Mice inhaled 300 ppm benzene vapor for 8 weeks and TSA or MCP30 was intraperitoneally injected at a dose of 1 mg/kg. After all mice were killed, bone marrow mononuclear cells were separated and measured the expression of Topo IIα including mRNA (A), protein (B), and activity (C) using RT-PCR, western blot, and Topo II activity assay kit, respectively. GAPDH was used as a reference gene in RT-PCR analysis, and TBP was used as loading control in western blot analysis.
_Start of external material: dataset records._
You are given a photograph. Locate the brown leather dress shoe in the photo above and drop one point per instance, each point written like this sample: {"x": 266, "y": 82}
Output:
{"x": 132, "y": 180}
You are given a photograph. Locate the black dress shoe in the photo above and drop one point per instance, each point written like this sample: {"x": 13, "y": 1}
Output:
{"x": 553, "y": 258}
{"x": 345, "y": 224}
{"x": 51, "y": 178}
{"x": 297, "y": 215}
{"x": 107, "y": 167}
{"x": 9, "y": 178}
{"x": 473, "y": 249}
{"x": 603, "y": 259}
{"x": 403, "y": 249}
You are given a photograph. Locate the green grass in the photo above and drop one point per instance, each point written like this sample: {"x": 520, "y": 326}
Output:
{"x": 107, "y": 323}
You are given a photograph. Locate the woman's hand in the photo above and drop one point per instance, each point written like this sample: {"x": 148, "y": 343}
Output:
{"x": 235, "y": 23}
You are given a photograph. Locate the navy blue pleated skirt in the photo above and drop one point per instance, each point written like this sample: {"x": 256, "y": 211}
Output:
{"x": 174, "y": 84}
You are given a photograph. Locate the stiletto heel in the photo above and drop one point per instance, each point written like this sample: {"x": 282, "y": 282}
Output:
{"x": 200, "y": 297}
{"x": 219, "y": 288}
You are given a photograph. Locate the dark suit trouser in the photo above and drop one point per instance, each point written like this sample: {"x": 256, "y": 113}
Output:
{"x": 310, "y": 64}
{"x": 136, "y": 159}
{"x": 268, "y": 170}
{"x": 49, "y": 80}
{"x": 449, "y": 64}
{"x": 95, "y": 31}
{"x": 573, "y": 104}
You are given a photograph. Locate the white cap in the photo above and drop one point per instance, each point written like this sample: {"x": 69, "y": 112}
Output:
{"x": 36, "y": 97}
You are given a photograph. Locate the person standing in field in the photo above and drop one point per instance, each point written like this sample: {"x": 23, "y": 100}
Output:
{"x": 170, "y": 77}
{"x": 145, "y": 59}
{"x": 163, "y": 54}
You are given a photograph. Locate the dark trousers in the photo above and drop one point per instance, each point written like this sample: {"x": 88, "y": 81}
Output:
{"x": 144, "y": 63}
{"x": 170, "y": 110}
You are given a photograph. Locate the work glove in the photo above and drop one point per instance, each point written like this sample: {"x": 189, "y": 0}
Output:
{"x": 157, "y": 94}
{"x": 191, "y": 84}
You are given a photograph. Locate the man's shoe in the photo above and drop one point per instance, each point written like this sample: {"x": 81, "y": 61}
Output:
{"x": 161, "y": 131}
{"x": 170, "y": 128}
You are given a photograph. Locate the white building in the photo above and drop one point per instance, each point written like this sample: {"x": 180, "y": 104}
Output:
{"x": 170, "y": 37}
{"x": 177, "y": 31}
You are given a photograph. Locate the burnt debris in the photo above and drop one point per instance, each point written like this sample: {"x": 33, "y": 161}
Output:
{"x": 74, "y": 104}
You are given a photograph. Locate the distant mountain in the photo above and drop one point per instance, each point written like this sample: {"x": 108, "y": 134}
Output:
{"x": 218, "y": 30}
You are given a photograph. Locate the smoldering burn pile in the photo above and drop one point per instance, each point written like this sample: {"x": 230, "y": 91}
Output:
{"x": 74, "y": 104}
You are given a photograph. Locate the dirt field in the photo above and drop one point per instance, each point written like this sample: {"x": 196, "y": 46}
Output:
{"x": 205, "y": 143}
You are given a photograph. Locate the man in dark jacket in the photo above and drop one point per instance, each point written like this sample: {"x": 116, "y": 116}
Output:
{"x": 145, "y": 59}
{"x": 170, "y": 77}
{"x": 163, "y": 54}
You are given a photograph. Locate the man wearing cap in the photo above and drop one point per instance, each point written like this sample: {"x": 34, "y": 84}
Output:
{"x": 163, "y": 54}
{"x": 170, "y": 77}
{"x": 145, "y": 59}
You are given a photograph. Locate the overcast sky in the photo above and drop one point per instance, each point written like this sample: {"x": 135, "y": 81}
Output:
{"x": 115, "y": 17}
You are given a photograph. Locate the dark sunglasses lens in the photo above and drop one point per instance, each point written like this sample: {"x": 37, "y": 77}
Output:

Images representing 8 mice per group were shown in left column and statistical data were shown in right column. *P < 0.05, compared to the control group; ^#P < 0.05, compared to the benzene alone-treated group.

Fig 3. TSA or MCP30 increases the decreased acetylation of Topo IIα promoter in benzene poisoning mice.

After all mice were killed, bone marrow mononuclear cells were separated and histone acetylation of Topo IIα promoter was assessed with chromatin immunoprecipitation (ChIP) assay using anti-acetylated histone H3 and anti-acetylated histone H4. (A) Representatives were shown for acetylation levels of histone H3 and histone H4 in the Topo IIα promoter. (B) Statistical data showed the acetylation levels of histone H3 in the Topo IIα promoter were shown. (C) Statistical data showed the acetylation levels of histone H4 in the Topo IIα promoter. ^**P < 0.01, compared to the control group; ^#P < 0.05, ^##P < 0.01, compared to the benzene alone-treated group.

Fig 4. TSA or MCP30 alters the mRNA levels of regulatory factors in the Topo IIα promoter in benzene poisoning mice.

After all mice were killed, bone marrow mononuclear cells were separated and the mRNA levels of regulatory factors, including SP1 (A), C-MYB (B), SP3 (C), ATF-2 (D), and ICBP90 (E) were determined using RT-PCR. Relative mRNA levels were defined as a ratio of the targeted gene to GAPDH. Representatives of 6 groups with 8 mice each group were shown in left column and statistical data were shown in right column. ^**P < 0.01, compared to the control group. ^#P < 0.05, ^##P < 0.01, compared to the benzene alone-treated group.

Fig 5. TSA or MCP30 relieves the benzene-induced hematotoxicity in benzene poisoning mice.

After the completion of benzene inhalation, peripheral blood was obtained from each mouse by tail vein bleeding and the mice were subsequently killed. (A—C) Benzene alone treatment lowered the level of hemoglobin (Hb), and the number of white blood cells (WBC) and platelet (PLT) counts, and TSA or MCP30 reversed the above indicators in benzene-treated mice. Statistical data of 6 groups with 8 mice each group was shown. ^**P < 0.01, compared to the control group; ^#P < 0.05, ^##P < 0.01, compared to the benzene alone-treated group. (D) The femurs were separated and embedded in paraffin and subsequently cut into slices with a thickness of 5 μm. After hematoxylin and eosin staining, femoral morphology was observed under a light microscope at a magnification of 400. Images shown were representative of at least three mice each group.